Hunter could see that President Josh Delman was well over 120 years old in his chronological age, but he could also see that he’d only been conscious for a fraction of that period. He’d spent a lot of time in Cryo before Edward Schaelles had activated the body transfer. That technology looked similar to the Umbilica, keeping people alive without any degradation of their brain or body. One day his own family would emerge from the Umbilica as if nothing had happened. The only question was, would he still be alive to greet them?
Hunter wanted to know what was going on. It was difficult to believe, but he could accept that there was a place called The TriPlex. It accounted for how Delman had managed to exit from The Grid and it explained where Parsons and Slater had gone – maybe they were in on the President’s plot too? It was a struggle, but he could also see how there might be another two cities. Why not? They’d accepted the walls th
at contained them without question. The fear was that the plague was out there, and they were safe in The City.
The secret seemed to lie in the motivations of the President. Delman had taken Morgan’s body for a reason. Two generations of the Schaelles family – three if you counted Teanna – had colluded to make it happen. What was Delman’s motivation? What was he trying to put right?
There was a sound on his console. The files he’d requested from The Pact had arrived. He entered his private encryption codes and ran the DNA confirmation. He’d been after this information for years. Delman had always denied it. Damn him! He opened up Teanna’s files, making straight for the recently dated images of pages from The Pact.
Hunter saw immediately they were the pages that had been torn from his own manual. Delman had ripped them out and kept them concealed. He rapidly scanned the words to get a sense of what was going on.
Catharsis had begun. That’s why Delman was running. Teanna had to be part of some kind of a deal, she was crucial to it all. The City was going to be destroyed. Damien Hunter had thought he’d saved his family in the Umbilica, but they were all going to die anyway. Delman was abandoning them to their fate and seeking refuge in The TriPlex. Catharsis could happen at any time. When it began, the population of The City would be destroyed and the walls and tower blocks would collapse in on themselves.

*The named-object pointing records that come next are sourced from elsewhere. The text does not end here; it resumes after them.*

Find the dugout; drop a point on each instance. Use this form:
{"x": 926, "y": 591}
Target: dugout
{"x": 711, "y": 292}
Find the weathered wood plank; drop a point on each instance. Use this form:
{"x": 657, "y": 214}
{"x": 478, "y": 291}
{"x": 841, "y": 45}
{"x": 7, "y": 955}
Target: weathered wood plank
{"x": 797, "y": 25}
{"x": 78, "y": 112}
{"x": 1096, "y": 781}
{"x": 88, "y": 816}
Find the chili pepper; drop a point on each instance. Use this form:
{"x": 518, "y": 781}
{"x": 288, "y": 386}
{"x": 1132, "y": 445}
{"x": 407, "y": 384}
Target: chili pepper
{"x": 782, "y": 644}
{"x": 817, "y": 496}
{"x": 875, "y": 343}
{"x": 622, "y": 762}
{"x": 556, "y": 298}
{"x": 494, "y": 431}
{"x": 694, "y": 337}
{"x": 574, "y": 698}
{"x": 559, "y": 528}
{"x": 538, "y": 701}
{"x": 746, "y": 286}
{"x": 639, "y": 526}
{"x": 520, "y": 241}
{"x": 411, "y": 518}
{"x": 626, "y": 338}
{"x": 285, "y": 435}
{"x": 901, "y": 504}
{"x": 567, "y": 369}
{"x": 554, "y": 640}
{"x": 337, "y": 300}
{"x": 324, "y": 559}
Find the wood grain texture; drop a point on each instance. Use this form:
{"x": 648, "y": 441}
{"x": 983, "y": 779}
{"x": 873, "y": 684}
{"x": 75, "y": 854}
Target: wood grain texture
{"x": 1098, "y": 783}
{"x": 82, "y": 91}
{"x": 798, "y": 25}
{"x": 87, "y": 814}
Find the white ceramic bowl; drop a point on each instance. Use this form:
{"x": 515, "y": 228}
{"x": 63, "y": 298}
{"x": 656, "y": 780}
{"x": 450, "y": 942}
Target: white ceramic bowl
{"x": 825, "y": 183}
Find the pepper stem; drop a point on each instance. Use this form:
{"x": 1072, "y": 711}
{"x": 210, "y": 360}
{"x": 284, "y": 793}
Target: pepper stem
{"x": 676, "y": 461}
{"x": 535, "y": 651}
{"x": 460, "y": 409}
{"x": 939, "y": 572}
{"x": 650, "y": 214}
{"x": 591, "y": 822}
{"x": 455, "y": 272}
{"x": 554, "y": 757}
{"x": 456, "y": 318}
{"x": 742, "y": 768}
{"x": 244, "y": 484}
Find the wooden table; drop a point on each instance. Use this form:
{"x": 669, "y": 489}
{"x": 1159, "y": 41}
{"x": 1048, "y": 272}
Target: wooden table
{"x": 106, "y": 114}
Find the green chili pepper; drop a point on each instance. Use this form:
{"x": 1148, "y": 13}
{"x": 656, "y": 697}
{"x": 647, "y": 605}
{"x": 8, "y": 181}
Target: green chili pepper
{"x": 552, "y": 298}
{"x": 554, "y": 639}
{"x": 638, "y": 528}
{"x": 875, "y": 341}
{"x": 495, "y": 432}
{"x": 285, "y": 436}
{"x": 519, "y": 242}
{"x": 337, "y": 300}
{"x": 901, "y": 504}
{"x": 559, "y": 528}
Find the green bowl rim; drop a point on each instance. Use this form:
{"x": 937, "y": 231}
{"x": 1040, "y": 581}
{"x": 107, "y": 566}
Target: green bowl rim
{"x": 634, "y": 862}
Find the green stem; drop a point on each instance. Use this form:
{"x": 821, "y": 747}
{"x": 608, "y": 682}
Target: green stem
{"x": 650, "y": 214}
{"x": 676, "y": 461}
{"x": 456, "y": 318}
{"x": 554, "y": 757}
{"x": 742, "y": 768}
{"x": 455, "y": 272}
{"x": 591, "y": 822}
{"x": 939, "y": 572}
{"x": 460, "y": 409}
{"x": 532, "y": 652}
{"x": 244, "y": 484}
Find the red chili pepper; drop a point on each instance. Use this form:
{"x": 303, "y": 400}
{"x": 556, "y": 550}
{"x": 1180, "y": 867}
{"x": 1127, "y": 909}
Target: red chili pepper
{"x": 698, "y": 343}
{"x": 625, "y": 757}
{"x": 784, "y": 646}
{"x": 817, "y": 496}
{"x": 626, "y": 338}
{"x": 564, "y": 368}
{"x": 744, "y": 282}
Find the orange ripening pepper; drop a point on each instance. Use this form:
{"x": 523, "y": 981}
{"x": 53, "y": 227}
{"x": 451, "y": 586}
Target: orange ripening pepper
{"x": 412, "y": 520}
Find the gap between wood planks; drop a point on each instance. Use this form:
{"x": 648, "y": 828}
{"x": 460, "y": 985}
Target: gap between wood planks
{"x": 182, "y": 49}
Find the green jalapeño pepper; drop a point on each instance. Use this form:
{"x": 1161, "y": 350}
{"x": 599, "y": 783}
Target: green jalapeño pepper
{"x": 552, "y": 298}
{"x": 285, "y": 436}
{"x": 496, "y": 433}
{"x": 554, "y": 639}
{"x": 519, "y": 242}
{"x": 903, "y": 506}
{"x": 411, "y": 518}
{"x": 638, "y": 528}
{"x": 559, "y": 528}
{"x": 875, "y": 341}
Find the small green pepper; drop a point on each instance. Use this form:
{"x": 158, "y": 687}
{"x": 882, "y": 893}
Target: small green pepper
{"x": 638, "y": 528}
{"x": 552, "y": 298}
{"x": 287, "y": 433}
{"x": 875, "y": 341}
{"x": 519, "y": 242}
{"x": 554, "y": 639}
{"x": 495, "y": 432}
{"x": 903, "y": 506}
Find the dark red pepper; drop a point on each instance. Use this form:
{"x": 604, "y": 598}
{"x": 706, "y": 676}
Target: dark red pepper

There would be nothing left of their world. The Pact had promised the preservation of humanity in a post-plague world. This would result in total destruction.
It would be preceded by The Cleanse. This was the removal of all organic matter from The Grid. In other words, all humans would be cleared from the area. The only way out of The City was through the centre of The Grid, it had always been set up that way. One way out, controlled by – who knew? The Pact did not reveal that information. The exit would be closed. If Catharsis had begun and the President was making his escape, there would be no way for Hunter to flee when The Cleanse began. He had to get to Delman before he got out. He had to enter The Grid for the sake of his family. Delman would have to release his wife and children and let him take them safely through The Core to whatever protection there was beyond The City.